Berneke is a member of the board of two iconic Danish companies, Lego and wind turbine manufacturer Vestas Wind Systems, and of the National Bank of Denmark. She is also a member of the Board of Directors of the French École polytechnique.

Less than two months after taking office as chief executive officer of Eutelsat, Eva Berneke faced a significant crisis for the company posed by Russia's invasion of Ukraine on February 24, 2022. Russia is an important market and partner for the French company which achieved 6.3% of its turnover there in 2020/2021. OneWeb was forced to cancel its scheduled March 4 launch of 36 satellites on one of Russia's Soyuz rockets after the Russian space agency Roscosmos demanded a guarantee that the technology would not be used for military purposes, and that the British government would sell its stake in the company.

The continuation of activities with two Russian pay-TV platforms, NTV Plus (subsidiary of Gazprom Media Holding) and Trikolor, remains the subject of criticism. These two platforms broadcast the main state channels (Rossiya 1, Perviy Kanal and NTV) to 15 million Russian households, but also, from the beginning of March, interrupted the transmissions of eight international news channels.

The first criticisms came from the Ukrainian press, then took on an international dimension following the action of the Denis Diderot Committee, which published a report and a petition asking for European sanctions against the two Russian customers of Eutelsat. The personal responsibility of Eva Berneke was questioned in the Danish press. Faced with the absence of a break with the Russian propaganda machine that Eva Berneke's position signifies, the influential journalist Birgitte Ehradtsten even went so far as to question the solidarity between women.

Consultant John Strand was even harsher: "As CEO of Eutelsat, Berneke had two choices: leave Russia or stay and support Putin. Berneke not only rejects the direction of the moral compass, but supports Putin's war by censoring information as it requires". Eva Berneke responds to her critics by invoking the neutrality to which her company is bound and by indicating that it is up to French and European regulators to take decisions on possible sanctions in relation to the two platforms.

The Denis Diderot Committee recognizes that the Code of Ethics of Eutelsat S.A. does indeed imply this principle of neutrality but notes that the Russian platforms do not respect the principles of pluralism enshrined in the Convention of the intergovernmental organization EUTELSAT IGO, that the main channels broadcast by the two platforms contain war propaganda or even incitement to genocide, and that Eva Berneke has obviously not asked the regulators to allow the termination of contracts with her two problematic clients.

In July 2022, the Reporters sans Frontières association also urged the leaders of Eutelsat to put an end to the collaboration with Russian propaganda.

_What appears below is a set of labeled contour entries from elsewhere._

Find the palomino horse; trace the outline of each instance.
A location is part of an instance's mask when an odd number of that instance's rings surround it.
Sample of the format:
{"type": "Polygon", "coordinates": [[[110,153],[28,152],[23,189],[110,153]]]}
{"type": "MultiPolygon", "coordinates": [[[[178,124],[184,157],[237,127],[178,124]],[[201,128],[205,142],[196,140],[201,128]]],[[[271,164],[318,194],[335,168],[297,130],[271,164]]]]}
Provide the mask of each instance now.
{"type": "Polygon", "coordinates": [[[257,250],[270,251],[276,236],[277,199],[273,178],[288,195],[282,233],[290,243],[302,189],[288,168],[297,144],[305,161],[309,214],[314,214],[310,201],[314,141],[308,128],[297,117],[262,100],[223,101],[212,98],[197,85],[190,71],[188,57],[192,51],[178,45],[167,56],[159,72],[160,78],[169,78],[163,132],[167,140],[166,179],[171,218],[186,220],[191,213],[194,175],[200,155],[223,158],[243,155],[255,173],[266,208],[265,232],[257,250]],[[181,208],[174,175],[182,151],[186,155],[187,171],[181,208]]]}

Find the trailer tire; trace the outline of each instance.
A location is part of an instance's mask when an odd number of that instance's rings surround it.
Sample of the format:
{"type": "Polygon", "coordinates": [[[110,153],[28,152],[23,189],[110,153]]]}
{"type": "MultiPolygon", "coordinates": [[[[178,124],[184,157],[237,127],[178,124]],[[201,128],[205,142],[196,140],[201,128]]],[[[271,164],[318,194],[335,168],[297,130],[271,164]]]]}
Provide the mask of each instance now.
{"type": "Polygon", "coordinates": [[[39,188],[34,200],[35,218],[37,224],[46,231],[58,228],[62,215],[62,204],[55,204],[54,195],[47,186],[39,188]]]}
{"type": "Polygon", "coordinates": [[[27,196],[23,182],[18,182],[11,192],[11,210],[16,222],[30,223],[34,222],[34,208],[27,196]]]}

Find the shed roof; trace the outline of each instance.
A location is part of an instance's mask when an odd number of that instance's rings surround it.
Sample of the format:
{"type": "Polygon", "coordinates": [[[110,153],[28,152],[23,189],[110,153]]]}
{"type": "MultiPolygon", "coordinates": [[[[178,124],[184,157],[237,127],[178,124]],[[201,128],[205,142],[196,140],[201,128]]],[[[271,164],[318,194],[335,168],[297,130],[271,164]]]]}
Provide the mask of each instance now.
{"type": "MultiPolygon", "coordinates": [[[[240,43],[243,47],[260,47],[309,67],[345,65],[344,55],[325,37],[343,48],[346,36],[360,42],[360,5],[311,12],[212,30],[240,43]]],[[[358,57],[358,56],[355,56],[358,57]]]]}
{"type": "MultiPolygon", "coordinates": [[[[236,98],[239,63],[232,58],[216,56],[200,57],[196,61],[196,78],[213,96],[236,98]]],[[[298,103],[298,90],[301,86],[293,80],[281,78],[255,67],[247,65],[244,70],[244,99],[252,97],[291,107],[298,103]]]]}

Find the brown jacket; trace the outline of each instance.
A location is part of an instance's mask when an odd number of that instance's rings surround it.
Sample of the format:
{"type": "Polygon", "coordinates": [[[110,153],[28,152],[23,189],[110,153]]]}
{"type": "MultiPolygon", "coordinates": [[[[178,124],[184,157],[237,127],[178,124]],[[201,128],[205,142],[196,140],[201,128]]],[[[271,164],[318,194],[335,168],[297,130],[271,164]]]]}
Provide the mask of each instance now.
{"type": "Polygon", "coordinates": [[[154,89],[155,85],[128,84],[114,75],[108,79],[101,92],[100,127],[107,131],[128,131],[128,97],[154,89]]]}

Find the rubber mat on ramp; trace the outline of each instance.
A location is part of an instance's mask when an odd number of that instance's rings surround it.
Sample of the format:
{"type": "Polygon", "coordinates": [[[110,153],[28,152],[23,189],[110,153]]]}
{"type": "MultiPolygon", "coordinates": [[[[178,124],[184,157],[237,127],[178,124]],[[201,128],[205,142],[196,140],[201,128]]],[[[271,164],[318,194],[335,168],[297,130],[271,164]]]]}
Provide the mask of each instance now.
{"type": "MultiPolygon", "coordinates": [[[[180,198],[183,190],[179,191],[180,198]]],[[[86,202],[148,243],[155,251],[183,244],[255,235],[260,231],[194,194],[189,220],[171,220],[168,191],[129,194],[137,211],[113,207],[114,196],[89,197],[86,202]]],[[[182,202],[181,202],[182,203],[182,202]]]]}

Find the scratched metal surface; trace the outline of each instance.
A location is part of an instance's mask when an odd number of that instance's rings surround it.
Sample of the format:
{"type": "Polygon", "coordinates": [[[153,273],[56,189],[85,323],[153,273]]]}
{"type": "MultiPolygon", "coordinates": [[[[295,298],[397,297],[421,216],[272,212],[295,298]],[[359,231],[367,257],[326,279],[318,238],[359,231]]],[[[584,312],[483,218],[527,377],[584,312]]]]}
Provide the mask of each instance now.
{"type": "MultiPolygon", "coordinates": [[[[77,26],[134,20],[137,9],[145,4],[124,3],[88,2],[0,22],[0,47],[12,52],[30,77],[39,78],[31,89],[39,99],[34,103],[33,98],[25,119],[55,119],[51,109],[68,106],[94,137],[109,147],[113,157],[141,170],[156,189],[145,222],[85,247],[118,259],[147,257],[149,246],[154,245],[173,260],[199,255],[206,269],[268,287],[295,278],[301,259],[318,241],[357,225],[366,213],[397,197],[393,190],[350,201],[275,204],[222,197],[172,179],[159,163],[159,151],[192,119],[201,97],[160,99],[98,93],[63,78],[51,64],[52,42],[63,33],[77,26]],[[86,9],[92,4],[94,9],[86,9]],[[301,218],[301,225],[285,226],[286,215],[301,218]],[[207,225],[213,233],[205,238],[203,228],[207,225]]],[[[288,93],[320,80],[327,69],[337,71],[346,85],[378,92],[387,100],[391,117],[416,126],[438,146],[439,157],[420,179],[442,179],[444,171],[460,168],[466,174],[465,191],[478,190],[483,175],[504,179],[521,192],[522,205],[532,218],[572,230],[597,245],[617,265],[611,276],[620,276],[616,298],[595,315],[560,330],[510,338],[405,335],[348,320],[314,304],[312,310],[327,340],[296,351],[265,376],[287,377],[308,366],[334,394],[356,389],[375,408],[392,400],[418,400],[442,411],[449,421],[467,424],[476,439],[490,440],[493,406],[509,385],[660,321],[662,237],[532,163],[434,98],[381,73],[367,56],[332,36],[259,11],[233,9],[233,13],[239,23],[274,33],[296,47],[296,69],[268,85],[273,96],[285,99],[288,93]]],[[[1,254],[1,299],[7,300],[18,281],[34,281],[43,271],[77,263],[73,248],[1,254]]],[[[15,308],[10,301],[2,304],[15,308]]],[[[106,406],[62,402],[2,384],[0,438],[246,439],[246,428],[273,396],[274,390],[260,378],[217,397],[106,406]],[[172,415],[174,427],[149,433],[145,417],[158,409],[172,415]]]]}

On July 18, 2022, the Ukrainian Minister of Culture Oleksandr Tkatchenko challenged his French counterpart Rima Abdul-Malak on the question

After the unofficial announcement of the merger between Eutesalt Communications S.A. and Oneweb, an Indian source indicated that Eva Berneke will remain as CEO. The merger will not impact the collaboration between Eutelsat S.A. and its Russian clients. The UK government has obtained a veto of sales of services that pose a risk to UK national security but it is understood that the UK government hopes to evade criticism by ensuring OneWeb technology is ringfenced in a way that ensures it is not used to support channels that facilitate Kremlin propaganda.

=== Awards and recognition ===
In 2019, she received the Womenomics award which distinguishes Danish women managers.